It’s never enjoyable to consider one’s own mortality, but it’s crucial to prepare for the unexpected. If you pass away without a will, the state is responsible for determining the distribution of your assets, which can be a lengthy and complex process. As such, having a skilled probate attorney to guide you is crucial.

Is There an Executor When a Will Is Absent?

In Florida, if an individual dies without a will, their estate undergoes “intestate succession,” wherein the state dictates how their assets will be divided. Usually, the deceased’s spouse is appointed as the personal representative, followed by their children. If no immediate family members survive, the court may designate a close friend or relative, or even a professional executor like an attorney or CPA.

Executor Duties

The executor’s primary responsibilities involve managing the estate, which includes:

  • Informing the deceased’s creditors of the death
  • Filing necessary tax returns
  • Cataloging the deceased’s assets and liabilities
  • Settling the deceased’s debts
  • Distributing the remaining assets to the beneficiaries specified in the will.

If you are named as an executor, it’s crucial to fully comprehend your obligations. If you’re uncertain of the steps to take, seeking assistance from a knowledgeable probate attorney is highly advised.

Limitations on Executor Eligibility

While a will or state statute may nominate an executor, or they may have priority for appointment, the court has the final say on who serves in the role. Some individuals are ineligible to serve as executors, administrators, or personal representatives due to various restrictions, including:

  • Age: Personal representatives must be at least 18 years old.
  • Criminal background: Florida law prohibits those convicted of serious crimes from serving.
  • Residency: Non-resident executors are disallowed unless related to the deceased through lineal consanguinity.

In addition to these disqualifying factors, probate court judges often have significant discretion in appointing executors or administrators.

Applying to Be an Estate Executor Without a Will

To serve as an administrator for an intestate estate (one without a will), you must file a petition with the probate court in the county where the deceased lived. In Florida, the probate process begins with submitting a petition and any necessary documents. The court will then determine whether to appoint you as the administrator.
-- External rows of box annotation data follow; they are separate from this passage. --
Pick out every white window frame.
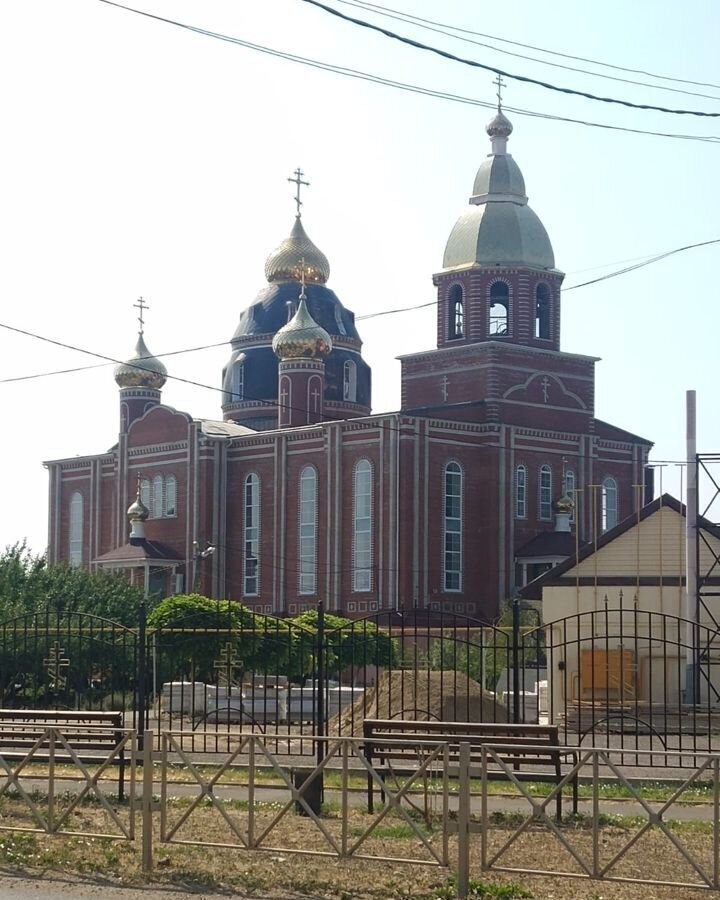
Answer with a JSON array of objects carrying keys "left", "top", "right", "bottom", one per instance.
[
  {"left": 298, "top": 466, "right": 317, "bottom": 594},
  {"left": 68, "top": 491, "right": 85, "bottom": 566},
  {"left": 243, "top": 472, "right": 260, "bottom": 597},
  {"left": 150, "top": 475, "right": 165, "bottom": 519},
  {"left": 230, "top": 362, "right": 245, "bottom": 403},
  {"left": 515, "top": 464, "right": 527, "bottom": 519},
  {"left": 343, "top": 359, "right": 357, "bottom": 403},
  {"left": 538, "top": 463, "right": 552, "bottom": 522},
  {"left": 442, "top": 462, "right": 463, "bottom": 593},
  {"left": 600, "top": 475, "right": 619, "bottom": 533},
  {"left": 352, "top": 459, "right": 373, "bottom": 593},
  {"left": 163, "top": 475, "right": 177, "bottom": 519},
  {"left": 565, "top": 469, "right": 577, "bottom": 522}
]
Benefits of Working with a Probate Attorney

Recognizing the duties and obligations associated with being an executor or administrator is essential when appointed to such a role. A probate attorney can guide you throughout the process, from submitting the required documentation to allocating the estate’s assets. Furthermore, a legal professional can also provide support in addressing contentious matters, including challenges to the will or conflicts among beneficiaries.